Talking to Yourself is one of the first books to be written on cognitive therapy. This newly revised edition presents a specific method for dealing with depression, anxiety, and stress, and for taming your inner critic. A simple five-step method guides you from toxic, critical self-talk to a new supportive language. By changing your internal dialogue you will profoundly alter your relationship with yourself and others.
©2008 Pamela Ellen Butler (P)2015 Pamela Ellen Butler
For me, it was is a sadistic rendering of the story. It was hard to listen through this strange articulation. The desire to run away comes from this flat, dull, mechanistic rendering pretty early on. So, the book was made unlistenable.
This book is solidly written and provides helpful insights and instructions. But if you're going to listen to it as an audiobook, be forewarned, the narrator's reading is just about as bad as it could be for this sort of a book. The problem is that, whenever she reads a quote from a patient (of which there are a LOT in this book), she seems to feel like this is her opportunity to do some ACTING. So she'll try to give them an accent, for example. But she can't actually do accents. So, for example, she may start with a sort of newscaster English accent, give up and revert to her normal voice, try again and accidentally end up doing an Irish accent, overcorrect to some kind of cockney, and finally just settle for her usual voice with a few bizarre, stilted pronunciations thrown in for effect.
Which all would be very funny, except that she's reading people's difficult and forthright descriptions of their psychic difficulties and pain. And she's reading it for an audience who are listening presumably to find help with their own psychic difficulties and pain. So, it ends up feeling not only distracting and irritating, but also incredibly insensitive.
Sometimes, in fact, it seems as if she is actually mocking the patients whose emotional work she's narrating. One woman, for example, describes years of acquiescence to an authoritarian husband. Our narrator reads her as as comedically exaggerated Southern stereotype. It feels as if she's associating her stereotypes about Southern women with that kind of relationship, as if she's subtly implying that only such a stereotype would behave that way in a relationship.
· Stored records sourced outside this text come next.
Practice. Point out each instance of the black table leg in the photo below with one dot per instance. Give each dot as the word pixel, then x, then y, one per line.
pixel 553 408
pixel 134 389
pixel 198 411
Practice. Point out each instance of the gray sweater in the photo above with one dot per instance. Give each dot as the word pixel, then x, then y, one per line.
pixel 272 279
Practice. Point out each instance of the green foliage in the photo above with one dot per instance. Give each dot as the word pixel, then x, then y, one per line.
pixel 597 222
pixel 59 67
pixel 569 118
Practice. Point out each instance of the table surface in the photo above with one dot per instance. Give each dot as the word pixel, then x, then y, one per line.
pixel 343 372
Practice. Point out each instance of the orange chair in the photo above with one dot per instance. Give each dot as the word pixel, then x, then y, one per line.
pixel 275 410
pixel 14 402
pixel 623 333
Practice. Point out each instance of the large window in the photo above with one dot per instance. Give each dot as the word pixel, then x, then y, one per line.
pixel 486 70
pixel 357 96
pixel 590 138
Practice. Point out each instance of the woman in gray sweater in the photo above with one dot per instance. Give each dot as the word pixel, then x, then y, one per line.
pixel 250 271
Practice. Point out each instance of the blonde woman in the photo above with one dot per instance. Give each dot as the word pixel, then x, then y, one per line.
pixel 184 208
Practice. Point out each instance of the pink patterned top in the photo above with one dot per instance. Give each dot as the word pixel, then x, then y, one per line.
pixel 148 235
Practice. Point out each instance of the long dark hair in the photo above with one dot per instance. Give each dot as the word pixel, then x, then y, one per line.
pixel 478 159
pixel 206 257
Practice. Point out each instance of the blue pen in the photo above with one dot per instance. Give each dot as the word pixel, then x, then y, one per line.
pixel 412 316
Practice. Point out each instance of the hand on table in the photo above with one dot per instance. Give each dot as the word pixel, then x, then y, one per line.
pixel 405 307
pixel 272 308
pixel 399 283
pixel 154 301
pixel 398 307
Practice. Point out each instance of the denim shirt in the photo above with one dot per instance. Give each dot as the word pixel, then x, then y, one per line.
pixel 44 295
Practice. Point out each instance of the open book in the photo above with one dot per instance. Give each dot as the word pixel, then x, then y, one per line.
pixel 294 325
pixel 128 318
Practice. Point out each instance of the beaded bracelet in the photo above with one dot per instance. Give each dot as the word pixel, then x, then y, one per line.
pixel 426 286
Which is an offensive implication all around.
Even when she's not trying out one of her terrible accents, she often tries to add some *drama* and *theater* to her readings, but she just makes the patients sound whiney or pouty. I assume she's not doing it on purpose. She's probably just a bad actor who makes bad choices about how to read a line. But it sounds like mockery, and it's incredibly off-putting.
I managed to ignore her line readings for the most part, but it took a little effort, and it distracted from the actual content of the book.